The paper describes the calibration systems of the ANTARES neutrino telescope, demonstrating successful in situ operation and sub-nanosecond time resolution for accurate neutrino detection.

Contribution

It introduces the calibration methods for time and position measurements in the ANTARES detector, ensuring precise neutrino event reconstruction.

Findings

Calibration systems operate successfully in situ.

Time resolution reaches sub-nanosecond accuracy.

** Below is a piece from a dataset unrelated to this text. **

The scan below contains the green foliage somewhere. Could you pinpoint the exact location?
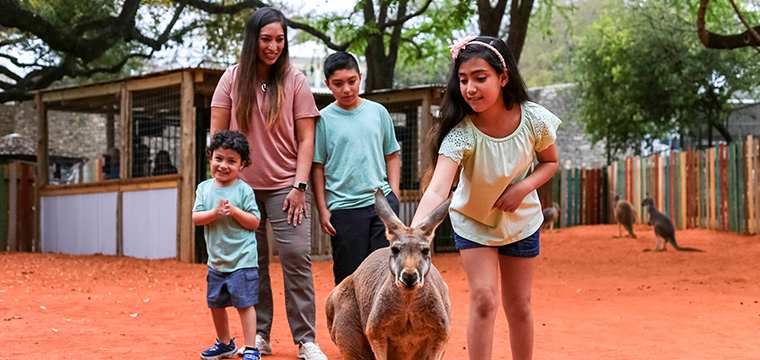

Position and orientation measurements are reliable.

Abstract

The ANTARES neutrino telescope is currently being constructed in the Mediterranean Sea. The complete detector will consist of 12 strings, supplemented by an additional instrumentation line. Nine strings are at present deployed of which five are already connected to the shore and operating. Each string is equipped with 75 Optical Modules (OMs) housing the photomultipliers to detect the Cherenkov light induced by the charged particles produced in neutrino reactions. An accurate measurement of the Cherenkov photon arrival times as well as the positions and orientations of the OMs is required for a precise reconstruction of the direction of the detected neutrinos. For this purpose the ANTARES detector is provided with several system s to facilitate the calibration of the detector. The time calibration is performed using light pulses emitted from LED and laser devices. The positioning is done via acoustic triangulation using hydrophones. Additionally, local tilt angles and the orientations of the modules are measured with a set of tiltmeters and compasses. In this paper, it is demonstrated that the ANTARES time and alignment calibration systems operate successfully in situ. In particular, it is shown that the ANTARES read-out electronics is capable of reaching a sub-nanosecond time resolution.